Review Reports
- Omar S. Sonbul and
- Muhammad Rashid*
Reviewer 1: Anonymous Reviewer 2: Anonymous Reviewer 3: Anonymous Reviewer 4: Anonymous
Round 1
Reviewer 1 Report (Previous Reviewer 1)
Comments and Suggestions for AuthorsThere are several issues that should be considered, and the following are the comments:
- In conclusion, please consider adding a sentence or two that concisely reiterates the fundamental difference between this taxonomy and prior work.
- Please ensure the findings in Table 14 are thoroughly discussed and referenced in the main text. Explain why certain methods perform better.
- Please consider using a small schematic or flowchart to visually illustrate how statistical methods are embedded within the machine learning pipeline. This would make the concept of their embedded role much clearer.
Author Response
Please find the attached file.
Author Response File:
Author Response.pdf
Reviewer 2 Report (New Reviewer)
Comments and Suggestions for AuthorsThis manuscript presents a systematic literature review (SLR) on anomaly detection for bridge structural health monitoring (SHM) across 36 peer‑reviewed studies (2020–2025). It proposes a four‑dimensional taxonomy (real‑time capability, multivariate support, analysis domain, detection method) and compares detection paradigms (distance‑based, predictive, image‑processing) along deployment‑oriented axes. There are a few shortcomings that the authors may address:
- The narrative indicates ~6,812 initial hits → 1,022 after title/abstract screening → 580 for detailed review → 36 included; however, the text also states 580 were evaluated in detail and 554 were filtered out, which would leave 26, not 36.
- The abstract and contributions claim a novel four‑dimensional taxonomy, while Section 3 characterizes it as a practical organizing framework rather than a new theoretical construct.

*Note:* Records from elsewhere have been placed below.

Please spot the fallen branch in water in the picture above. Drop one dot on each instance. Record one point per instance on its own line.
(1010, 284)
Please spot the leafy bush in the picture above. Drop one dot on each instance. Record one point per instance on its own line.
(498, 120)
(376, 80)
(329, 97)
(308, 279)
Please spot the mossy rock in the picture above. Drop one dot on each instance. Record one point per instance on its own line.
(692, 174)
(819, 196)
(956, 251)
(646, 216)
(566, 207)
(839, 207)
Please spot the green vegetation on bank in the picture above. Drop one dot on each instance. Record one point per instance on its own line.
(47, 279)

- Specify latency thresholds (e.g., end‑to‑end sub‑second) and state whether pre‑processing is included. When reporting latency/speed, normalize by hardware (CPU/GPU/edge device) to enable cross‑study comparison. Ensure Table 5 lists hardware and uses consistent units.
- Beyond listing accuracies, consider reporting median and interquartile range (IQR) of Accuracy/F1 by method family and by anomaly type. Even a descriptive meta‑summary (with appropriate caveats) would substantiate the qualitative conclusions.
Author Response
Please find the attached file.
Author Response File:
Author Response.pdf
Reviewer 3 Report (New Reviewer)
Comments and Suggestions for AuthorsThe manuscript reviewed, including the comments marked in red, appears complete in its introductory section, as well as in the analytical and concluding parts. The background literature is considered adequate, and the investigations and analyses carried out across the various aspects are appropriately supported.
Author Response
Please find the attached file.
Author Response File:
Author Response.pdf
Reviewer 4 Report (New Reviewer)
Comments and Suggestions for AuthorsYou motivate a “four-dimensional taxonomy”; include a miniature definition line for each dimension in the Introduction for quick reader recall.

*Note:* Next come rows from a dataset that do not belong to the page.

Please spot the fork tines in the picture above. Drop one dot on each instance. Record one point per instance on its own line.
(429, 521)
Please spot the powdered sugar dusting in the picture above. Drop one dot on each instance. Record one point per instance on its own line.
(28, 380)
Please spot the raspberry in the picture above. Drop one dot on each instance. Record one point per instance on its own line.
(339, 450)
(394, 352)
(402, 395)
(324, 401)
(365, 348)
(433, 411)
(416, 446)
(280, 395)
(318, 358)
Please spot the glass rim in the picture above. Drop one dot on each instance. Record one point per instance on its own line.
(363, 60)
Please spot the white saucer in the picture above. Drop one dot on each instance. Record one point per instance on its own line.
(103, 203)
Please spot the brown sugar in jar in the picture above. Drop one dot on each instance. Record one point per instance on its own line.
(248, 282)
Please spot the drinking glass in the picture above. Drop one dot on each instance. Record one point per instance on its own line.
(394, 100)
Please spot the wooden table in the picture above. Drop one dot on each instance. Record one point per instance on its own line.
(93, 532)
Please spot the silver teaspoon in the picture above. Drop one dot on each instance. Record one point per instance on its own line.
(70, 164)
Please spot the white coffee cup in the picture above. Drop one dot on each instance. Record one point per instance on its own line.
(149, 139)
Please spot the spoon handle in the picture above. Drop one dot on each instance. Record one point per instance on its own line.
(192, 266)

RQ3 currently mixes “accuracy, computational efficiency and fault types.” Please define “computational efficiency” (e.g., latency, FLOPs, memory, device class) and name the fault taxonomy used. Then ensure the same terms appear in Results tables.
State the number of reviewers screening titles/abstracts/full texts and report inter-reviewer agreement (e.g., Cohen’s κ). If single-reviewer, state that explicitly
List all inclusion/exclusion criteria verbatim in a table (e.g., domain = bridges only; years 2020–2025; venue constraint to eight databases; results-oriented validation required) with a brief rationale column.

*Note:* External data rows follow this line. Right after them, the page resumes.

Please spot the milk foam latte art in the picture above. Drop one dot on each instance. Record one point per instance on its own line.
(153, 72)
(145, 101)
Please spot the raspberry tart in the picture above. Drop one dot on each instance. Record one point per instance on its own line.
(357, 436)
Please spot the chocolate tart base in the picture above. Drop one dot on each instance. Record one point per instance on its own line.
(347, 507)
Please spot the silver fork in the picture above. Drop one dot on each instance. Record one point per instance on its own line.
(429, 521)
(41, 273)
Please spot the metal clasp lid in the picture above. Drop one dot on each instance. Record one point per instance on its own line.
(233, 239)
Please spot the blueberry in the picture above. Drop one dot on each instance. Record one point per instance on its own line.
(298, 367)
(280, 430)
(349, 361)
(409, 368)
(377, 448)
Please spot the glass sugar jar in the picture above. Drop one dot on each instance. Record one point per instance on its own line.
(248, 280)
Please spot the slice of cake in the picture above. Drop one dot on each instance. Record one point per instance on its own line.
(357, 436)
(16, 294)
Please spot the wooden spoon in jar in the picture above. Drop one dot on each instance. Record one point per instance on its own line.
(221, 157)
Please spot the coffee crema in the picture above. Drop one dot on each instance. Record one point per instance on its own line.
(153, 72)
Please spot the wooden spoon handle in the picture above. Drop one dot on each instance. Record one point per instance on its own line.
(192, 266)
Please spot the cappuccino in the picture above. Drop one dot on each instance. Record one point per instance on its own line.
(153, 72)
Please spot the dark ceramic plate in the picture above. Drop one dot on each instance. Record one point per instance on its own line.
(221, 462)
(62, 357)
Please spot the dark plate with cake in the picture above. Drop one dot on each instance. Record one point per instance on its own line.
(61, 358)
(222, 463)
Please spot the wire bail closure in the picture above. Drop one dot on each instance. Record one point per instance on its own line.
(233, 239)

Define how “bridge-specific” was enforced—were lab-scale structures or generic SHM benchmarks excluded? Add explicit rules/examples.
In Fig. 3 (taxonomy), add example algorithms under each leaf (e.g., distance: MCD/KNN; predictive: BDLM, SARIMA, GPR, LSTM; image: FFT/GAF/CWT→CNN).
Where you state “only 11 real-time studies,” add a table of those 11 with device class (server/edge), latency (ms or s), and throughput; include missing values as “NR.”
Standardize metrics across tables: include Accuracy, Precision, Recall, F1 and latency (if available) for every study; where missing, mark “NR” and say so in captions.
Clarify how you handled class imbalance when comparing F1 across papers—add a note that macro/micro averaging differ and label which one each study used (if reported).
Author Response
Please find the attached file.
Author Response File:
Author Response.pdf
This manuscript is a resubmission of an earlier submission. The following is a list of the peer review reports and author responses from that submission.
Round 1
Reviewer 1 Report
Comments and Suggestions for AuthorsThe literature review analyzes studies on anomaly detection methods for bridge Structural Health Monitoring. The authors propose a four-dimensional taxonomy and classify techniques into distance-based, predictive, and image-processing categories. The following are the comments:
- While the proposed four-dimensional taxonomy is well-structured, it largely reiterates existing classification frameworks in SHM anomaly detection literature without sufficiently differentiating its contribution from prior works. The manuscript should explicitly clarify how this taxonomy advances beyond existing categorizations.
- The performance evaluation in Section 4 lacks rigorous statistical validation to support claims about method superiority.
- The exclusion of statistical methods as a standalone category is noted, but could this oversimplify techniques like PCA-based anomaly detection? How might this affect the taxonomy’s comprehensiveness?
- Section 5.1 notes class imbalance as a challenge. Did any reviewed studies effectively address this, and why is this not highlighted in performance results?
- Table 6 shows only 8 studies use multivariate analysis. Is this due to technical complexity, data scarcity, or a research gap? How might sensor fusion improve detection of latent failures?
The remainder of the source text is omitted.